Furthermore, in order to obtain the minimum value of the target function under the constraint condition, the original target function introduces a Lagrange multiplier and a relaxation variable, changes inequality constraint into equality constraint, converts the problem of solving the minimum value of the original problem into the problem of solving the convex optimization of quadratic programming, and reconstructs the target function by integrating the original target function and the constraint condition:

zeta in the formulajRepresenting a lagrange multiplier; h (-) represents a membership function; mu.sjRepresents a relaxation variable; g (-) represents a correlation coefficient function.

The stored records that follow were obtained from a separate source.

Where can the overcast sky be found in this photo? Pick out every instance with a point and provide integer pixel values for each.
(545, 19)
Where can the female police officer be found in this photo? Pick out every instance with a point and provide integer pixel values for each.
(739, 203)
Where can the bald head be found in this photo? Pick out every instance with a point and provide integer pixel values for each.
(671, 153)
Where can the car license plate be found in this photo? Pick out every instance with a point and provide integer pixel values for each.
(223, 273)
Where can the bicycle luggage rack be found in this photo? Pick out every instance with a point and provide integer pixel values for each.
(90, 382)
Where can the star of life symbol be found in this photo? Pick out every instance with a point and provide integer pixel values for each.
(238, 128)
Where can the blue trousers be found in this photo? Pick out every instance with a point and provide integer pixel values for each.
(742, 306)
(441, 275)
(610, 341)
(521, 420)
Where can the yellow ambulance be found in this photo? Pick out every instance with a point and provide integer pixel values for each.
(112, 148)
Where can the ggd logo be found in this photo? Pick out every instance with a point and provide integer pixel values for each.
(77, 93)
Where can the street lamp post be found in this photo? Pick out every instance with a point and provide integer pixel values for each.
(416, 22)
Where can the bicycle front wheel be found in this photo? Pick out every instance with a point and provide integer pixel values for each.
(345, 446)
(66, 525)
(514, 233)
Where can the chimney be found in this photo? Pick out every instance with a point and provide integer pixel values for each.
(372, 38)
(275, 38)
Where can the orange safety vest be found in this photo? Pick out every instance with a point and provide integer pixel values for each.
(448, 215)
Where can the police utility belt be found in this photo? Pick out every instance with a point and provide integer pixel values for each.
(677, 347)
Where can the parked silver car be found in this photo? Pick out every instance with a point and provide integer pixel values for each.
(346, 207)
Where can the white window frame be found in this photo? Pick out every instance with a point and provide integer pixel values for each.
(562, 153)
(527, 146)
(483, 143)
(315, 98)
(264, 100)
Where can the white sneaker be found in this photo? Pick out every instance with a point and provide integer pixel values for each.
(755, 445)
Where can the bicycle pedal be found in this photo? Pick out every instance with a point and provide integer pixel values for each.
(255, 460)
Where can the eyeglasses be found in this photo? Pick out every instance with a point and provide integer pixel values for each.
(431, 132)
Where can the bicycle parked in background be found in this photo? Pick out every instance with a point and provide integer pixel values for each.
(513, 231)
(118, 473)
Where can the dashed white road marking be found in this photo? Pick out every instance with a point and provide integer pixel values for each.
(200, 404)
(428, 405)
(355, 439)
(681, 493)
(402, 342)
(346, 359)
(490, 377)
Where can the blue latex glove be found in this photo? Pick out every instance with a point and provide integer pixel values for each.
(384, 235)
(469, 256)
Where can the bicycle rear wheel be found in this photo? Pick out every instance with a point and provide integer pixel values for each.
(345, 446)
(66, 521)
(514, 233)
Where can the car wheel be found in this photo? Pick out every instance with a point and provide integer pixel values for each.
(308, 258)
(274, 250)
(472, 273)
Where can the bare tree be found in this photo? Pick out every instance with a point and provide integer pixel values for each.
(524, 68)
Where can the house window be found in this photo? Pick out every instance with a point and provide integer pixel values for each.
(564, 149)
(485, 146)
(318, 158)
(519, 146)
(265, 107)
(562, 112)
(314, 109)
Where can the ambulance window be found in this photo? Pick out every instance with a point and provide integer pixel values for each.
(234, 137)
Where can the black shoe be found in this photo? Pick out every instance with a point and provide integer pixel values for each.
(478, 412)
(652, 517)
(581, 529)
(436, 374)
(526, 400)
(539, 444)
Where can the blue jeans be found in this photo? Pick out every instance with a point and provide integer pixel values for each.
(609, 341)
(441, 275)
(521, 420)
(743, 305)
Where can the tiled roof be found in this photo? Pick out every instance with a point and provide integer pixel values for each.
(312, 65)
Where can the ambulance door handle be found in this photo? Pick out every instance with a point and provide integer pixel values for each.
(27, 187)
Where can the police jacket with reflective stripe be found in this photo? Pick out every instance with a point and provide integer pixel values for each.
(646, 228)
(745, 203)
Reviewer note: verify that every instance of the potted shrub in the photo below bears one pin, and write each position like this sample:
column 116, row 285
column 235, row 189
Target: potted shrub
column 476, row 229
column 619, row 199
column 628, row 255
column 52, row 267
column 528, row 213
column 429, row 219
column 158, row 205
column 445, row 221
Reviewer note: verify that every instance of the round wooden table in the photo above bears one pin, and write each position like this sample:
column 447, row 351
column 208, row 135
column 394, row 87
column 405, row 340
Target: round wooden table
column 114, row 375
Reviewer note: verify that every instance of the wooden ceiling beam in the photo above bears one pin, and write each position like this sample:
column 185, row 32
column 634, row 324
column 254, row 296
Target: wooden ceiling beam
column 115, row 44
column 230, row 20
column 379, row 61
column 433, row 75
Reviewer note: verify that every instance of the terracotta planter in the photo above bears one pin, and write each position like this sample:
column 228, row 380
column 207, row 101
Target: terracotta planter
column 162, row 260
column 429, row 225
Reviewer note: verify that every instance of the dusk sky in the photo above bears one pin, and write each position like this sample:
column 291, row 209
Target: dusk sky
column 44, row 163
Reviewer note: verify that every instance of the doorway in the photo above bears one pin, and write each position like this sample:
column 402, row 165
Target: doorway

Further, the objective function satisfies the following KKT condition:

in the formulaRepresenting the derivation of the target function;representing an equality constraint in the objective function;an inequality constraint representing an objective function;representing a solution that makes the objective function partial derivative 0.

Further, the clustering with the pearson correlation coefficient and the sum of membership as constraint conditions includes:

and (3) adopting a fuzzy clustering analysis method, taking the data subjected to dimensionality reduction as a clustering object through an iterative computation mode, and obtaining a final classification cluster through iteration by combining with an improved fuzzy optimal constraint condition KKT.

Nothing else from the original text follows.